ファッション界をリードする大和撫子

40年近くの間、日本のファッション界を牽引してきたトップデザイナー・稲葉賀惠。
時代を捉え、常にホット・トピックを発信するそのエネルギーの源には、
あふれる好奇心と凛々しく聡明な大和撫子の魂があった。

流行の波を操り、女性として時代を超えて活躍してきた稲葉

稲葉賀惠さん

 稲葉賀惠。この類まれな才能を持つデザイナーは、自らのコレクションを通して、日本女性の洗練されたスタイルと精神を表現してきた。
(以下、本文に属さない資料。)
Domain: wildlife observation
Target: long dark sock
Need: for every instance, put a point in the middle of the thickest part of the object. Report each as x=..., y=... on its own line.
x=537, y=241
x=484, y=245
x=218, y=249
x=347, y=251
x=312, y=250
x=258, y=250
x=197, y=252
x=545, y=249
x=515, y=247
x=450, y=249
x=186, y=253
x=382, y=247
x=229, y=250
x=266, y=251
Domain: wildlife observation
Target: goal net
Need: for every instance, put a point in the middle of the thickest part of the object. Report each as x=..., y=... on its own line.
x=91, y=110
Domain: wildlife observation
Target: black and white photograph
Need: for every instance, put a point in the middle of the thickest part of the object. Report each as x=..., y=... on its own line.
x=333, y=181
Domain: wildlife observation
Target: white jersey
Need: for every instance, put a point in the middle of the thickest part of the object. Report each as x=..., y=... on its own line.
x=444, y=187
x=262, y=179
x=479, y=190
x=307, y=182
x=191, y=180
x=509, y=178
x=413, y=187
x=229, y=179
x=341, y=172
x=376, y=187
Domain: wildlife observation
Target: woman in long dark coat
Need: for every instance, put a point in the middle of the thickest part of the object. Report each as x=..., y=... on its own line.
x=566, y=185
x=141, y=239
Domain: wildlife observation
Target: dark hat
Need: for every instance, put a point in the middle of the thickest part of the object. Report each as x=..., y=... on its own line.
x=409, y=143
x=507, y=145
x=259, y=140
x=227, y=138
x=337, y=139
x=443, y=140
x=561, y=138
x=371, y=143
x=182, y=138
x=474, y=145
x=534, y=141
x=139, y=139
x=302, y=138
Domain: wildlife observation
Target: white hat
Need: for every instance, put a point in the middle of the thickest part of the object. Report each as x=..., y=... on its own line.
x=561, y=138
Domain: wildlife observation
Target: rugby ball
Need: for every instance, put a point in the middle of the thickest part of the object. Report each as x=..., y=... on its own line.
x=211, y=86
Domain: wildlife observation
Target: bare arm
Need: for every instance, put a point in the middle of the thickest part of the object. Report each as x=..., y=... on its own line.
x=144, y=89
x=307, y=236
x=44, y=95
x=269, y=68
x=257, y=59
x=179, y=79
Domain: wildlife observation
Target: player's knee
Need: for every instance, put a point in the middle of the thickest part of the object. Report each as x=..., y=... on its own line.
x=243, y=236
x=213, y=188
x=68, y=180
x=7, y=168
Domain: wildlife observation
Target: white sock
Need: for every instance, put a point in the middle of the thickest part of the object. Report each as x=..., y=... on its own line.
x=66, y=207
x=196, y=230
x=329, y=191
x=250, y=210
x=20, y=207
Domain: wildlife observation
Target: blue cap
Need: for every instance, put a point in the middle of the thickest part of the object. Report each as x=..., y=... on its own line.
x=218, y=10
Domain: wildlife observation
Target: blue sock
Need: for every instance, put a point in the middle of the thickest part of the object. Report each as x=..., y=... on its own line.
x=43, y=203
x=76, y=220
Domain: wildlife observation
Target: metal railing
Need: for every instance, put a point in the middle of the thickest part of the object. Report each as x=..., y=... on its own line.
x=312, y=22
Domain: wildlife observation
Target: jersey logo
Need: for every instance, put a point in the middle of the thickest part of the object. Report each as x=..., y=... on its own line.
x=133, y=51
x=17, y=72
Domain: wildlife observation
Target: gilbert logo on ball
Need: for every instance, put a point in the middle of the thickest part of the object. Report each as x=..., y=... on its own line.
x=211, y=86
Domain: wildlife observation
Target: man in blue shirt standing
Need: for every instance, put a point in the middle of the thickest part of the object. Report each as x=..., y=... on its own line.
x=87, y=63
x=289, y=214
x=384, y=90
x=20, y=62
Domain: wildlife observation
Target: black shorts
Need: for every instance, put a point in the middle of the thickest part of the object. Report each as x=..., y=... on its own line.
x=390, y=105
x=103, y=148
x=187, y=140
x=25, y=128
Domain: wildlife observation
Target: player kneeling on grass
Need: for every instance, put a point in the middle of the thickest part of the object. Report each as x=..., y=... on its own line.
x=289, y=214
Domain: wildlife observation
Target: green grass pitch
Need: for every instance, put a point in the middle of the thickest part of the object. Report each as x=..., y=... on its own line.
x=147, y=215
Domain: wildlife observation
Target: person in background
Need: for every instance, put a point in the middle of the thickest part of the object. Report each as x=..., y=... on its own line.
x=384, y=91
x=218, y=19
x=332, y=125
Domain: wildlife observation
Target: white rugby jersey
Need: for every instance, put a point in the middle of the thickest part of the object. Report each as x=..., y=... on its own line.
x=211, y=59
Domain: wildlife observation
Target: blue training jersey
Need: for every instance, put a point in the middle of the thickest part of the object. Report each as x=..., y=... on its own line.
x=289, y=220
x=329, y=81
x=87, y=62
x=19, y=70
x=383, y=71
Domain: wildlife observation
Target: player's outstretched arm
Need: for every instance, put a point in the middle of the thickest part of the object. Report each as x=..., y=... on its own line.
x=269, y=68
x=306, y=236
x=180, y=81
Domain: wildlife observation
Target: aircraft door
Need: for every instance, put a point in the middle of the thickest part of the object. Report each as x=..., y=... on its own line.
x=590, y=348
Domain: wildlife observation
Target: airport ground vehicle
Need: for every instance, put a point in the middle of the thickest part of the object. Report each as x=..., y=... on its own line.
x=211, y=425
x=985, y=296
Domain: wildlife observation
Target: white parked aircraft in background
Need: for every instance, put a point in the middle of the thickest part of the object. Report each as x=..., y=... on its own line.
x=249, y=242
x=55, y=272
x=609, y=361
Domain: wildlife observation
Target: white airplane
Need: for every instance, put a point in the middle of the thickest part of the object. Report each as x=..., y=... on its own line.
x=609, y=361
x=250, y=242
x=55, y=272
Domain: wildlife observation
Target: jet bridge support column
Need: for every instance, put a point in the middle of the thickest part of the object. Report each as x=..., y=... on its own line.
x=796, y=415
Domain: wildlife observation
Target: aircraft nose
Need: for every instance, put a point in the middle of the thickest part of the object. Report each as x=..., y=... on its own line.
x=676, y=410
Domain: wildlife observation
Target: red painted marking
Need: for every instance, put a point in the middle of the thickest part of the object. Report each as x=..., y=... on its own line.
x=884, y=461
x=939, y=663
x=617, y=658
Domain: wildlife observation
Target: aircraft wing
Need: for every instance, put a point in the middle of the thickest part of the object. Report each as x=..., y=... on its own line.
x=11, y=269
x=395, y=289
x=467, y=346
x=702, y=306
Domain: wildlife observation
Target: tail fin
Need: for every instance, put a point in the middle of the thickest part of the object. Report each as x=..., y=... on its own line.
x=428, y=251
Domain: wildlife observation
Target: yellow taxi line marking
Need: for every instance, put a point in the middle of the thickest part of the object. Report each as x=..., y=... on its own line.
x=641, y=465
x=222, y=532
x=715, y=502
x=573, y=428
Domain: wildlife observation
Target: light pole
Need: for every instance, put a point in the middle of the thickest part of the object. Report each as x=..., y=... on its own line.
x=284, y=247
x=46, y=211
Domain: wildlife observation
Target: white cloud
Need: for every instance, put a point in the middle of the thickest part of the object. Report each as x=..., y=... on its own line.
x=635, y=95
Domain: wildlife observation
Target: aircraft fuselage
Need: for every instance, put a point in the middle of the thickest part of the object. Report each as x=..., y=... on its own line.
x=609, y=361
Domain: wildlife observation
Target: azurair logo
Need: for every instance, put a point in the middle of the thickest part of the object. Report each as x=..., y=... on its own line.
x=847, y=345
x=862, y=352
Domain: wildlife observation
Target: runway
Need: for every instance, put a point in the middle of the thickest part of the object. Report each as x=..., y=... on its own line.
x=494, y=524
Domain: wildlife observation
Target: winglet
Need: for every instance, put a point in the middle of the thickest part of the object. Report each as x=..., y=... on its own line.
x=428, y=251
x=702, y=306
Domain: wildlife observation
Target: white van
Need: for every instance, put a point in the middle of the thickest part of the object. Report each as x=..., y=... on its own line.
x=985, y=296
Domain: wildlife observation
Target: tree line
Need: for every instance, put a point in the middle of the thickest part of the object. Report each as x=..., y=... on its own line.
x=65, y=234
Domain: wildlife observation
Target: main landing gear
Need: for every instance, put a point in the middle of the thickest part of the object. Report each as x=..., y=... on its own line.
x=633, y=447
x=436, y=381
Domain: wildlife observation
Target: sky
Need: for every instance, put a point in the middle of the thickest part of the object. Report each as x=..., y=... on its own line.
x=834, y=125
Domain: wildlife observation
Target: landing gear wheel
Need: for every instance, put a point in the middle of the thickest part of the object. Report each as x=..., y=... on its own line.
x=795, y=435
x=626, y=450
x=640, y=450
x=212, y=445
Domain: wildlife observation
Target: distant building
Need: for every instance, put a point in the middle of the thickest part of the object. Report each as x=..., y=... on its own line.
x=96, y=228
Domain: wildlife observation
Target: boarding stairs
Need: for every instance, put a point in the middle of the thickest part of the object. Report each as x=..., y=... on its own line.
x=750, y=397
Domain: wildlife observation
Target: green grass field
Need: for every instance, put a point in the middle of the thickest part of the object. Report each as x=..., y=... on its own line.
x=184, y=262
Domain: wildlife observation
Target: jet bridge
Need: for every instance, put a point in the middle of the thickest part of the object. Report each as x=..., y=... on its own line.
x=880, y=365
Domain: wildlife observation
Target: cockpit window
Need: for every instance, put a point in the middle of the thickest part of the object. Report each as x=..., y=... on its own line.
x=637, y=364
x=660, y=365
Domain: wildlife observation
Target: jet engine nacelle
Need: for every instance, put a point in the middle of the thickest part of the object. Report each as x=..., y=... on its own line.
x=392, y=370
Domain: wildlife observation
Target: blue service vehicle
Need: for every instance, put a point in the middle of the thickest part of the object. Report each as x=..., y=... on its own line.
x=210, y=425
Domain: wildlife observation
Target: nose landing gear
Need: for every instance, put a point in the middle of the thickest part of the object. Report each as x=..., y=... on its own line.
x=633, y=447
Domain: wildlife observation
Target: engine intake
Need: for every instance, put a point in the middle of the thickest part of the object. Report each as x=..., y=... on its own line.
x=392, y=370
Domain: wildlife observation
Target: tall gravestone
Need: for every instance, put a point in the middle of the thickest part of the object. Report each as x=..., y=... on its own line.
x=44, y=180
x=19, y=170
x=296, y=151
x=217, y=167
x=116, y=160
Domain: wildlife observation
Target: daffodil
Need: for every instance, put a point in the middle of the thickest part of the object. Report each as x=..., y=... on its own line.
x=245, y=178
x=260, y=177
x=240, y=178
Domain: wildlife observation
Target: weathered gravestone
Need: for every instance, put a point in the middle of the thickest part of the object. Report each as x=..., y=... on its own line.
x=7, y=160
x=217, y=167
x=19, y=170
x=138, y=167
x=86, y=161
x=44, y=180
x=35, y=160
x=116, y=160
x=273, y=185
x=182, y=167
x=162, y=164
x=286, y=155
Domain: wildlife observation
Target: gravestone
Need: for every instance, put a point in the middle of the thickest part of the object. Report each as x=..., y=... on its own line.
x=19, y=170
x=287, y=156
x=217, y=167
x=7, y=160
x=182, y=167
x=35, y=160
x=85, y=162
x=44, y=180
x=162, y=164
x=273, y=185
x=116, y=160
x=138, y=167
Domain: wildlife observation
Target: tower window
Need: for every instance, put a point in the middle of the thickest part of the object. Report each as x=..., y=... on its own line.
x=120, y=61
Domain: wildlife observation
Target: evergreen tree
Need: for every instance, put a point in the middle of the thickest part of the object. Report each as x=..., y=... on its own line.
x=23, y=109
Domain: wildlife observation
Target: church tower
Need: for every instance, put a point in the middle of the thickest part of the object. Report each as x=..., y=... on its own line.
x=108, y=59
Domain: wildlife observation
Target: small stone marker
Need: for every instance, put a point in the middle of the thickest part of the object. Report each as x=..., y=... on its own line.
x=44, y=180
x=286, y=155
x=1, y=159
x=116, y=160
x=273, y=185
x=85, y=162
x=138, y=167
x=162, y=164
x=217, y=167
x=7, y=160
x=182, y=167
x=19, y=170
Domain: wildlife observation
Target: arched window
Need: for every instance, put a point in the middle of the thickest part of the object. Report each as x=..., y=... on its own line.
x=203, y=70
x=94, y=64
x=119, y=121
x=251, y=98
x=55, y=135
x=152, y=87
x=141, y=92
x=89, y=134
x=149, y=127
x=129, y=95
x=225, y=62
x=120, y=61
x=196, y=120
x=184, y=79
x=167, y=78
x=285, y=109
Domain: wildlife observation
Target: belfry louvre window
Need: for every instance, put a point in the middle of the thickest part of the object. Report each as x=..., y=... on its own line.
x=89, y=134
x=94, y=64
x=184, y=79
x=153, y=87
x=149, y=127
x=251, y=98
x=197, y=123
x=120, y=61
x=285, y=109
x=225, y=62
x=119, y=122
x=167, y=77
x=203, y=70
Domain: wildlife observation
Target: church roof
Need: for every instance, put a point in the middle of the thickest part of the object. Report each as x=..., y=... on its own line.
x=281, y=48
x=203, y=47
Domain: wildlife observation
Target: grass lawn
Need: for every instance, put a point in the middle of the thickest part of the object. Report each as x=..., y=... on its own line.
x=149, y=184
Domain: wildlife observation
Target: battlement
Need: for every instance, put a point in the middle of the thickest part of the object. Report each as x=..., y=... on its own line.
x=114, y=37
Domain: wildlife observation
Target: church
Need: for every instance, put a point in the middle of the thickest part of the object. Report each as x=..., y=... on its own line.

そのおおらかな話しぶりは、周囲を自然に包み込むように魅了していく。
 稲葉がデザインの道に進んだきっかけは一冊の本だった。小さい頃から裁縫が好きだった彼女は、ニューヨークに住む親戚から型紙付きの本を送ってもらい、はじめて自身で洋服を作ったという。完成したその服は、独自のアレンジを利かせた世界にひとつだけのデザインとなった。
 その後、原のぶ子アカデミーで洋裁を学び、オートクチュールのアトリエを開いた彼女は、デザイナーズ・ブランド「ビギ」「モガ」を立ち上げ、瞬く間にモードの先端に台頭した。
 「当時はビアズリーの絵に憧れていて、エキセントリックな洋服を作りたかったの。だから『ビギ』は、色はシックだけれどスタイリングは派手だったと思うわ。その頃黒い口紅や爪なんてありえませんでしたでしょう」。
 一方「モガ」では、働く女性たちのための洋服を展開。「ビギ」とは対照的に一見おとなしく普通に見えるが、その実、着る人をとびきり格好よく見せる知性的なコレクションとなった。
 81年、軌道に乗った「ビギ」と「モガ」を弟子たちに委ねた稲葉は、改めて自分の個性を純粋に投影した「ヨシエ イナバ」ブランドを確立。そしてその7年後には、年齢や職業の枠を超え、毎日を自分らしく生き抜いていく女性たちへのオマージュ「レキップ ヨシエイナバ」を打ち立てた。すべてのブランドに共通することは、どのコレクションも、日常のさまざまな場面でその人の魅力を最大限に表現していることだ。

 流行の波を操り、女性として時代を超え活躍してきた稲葉。彼女の目には、現代の女性たちはどう映っているのか。
 「最近の女性たちは、本当に素晴らしいと思う。第一線で働いている女性たちは、インターナショナルな場で男性と同じように活躍しながら、大和撫子のたおやかさやつつましさを内に秘めていますよね。この男社会で男性と互角に渡り合うのはすごいこと。でも、男性と女性は人間としては持ち場が違いますから、そこで競っても仕方がありません。仕事を離れたら、男性は男性の、女性は女性の持ち場を守ればいいの。いまの女性は、そこをちゃんとわきまえているから素晴らしいと思うのです」。
 それは、何十年と第一線で活躍してきた自身が到達した境地でもある。
 そんな稲葉のいまの願いは。
 「若い人たちに日本の伝統を大事にしてもらい、日本女性の美徳であった奥ゆかしさを身に付けてほしいですね。海外へ行って日本の魅を聞かれたとき『分からない』とは言ってほしくないのです」。
 そのため、趣味である茶道の稽古に弟子たちを誘うこともある。
 「お茶を習うと、立ち居振る舞いや日常のちょっとしたしぐさが美しくなっていきます。日本女性は活発だから世界中に行くけれど、どこに行っても大和撫子の誇りと美しさを持っていてほしい。そこで出会う人たちに、日本の美を感じさせてもらいたいですね」。
 そう語る彼女に、日本の心を受け継ぎ、インターナショナルに活躍する正真正銘の大和撫子の姿を見た。

稲葉賀惠 [Profile]
1939年、東京生まれ。原のぶ子アカデミー洋裁学園卒業。64年オートクチュールのアトリエを開き、70年に菊池武夫や大楠裕二とともにデザイナーズ・ブランドの先駆けとなる「ビギ」を設立。続いて72年に「モガ」を、81年には「ヨシエ イナバ」を発表し、ファッション・エディターズ・クラブ賞を受賞。さらに88年にカジュアルライン「レキップ ヨシエ イナバ」を発表。その卓越したセンスで時代を超えて支持され続けている。現在、海外を自由に旅するために英語を勉強中。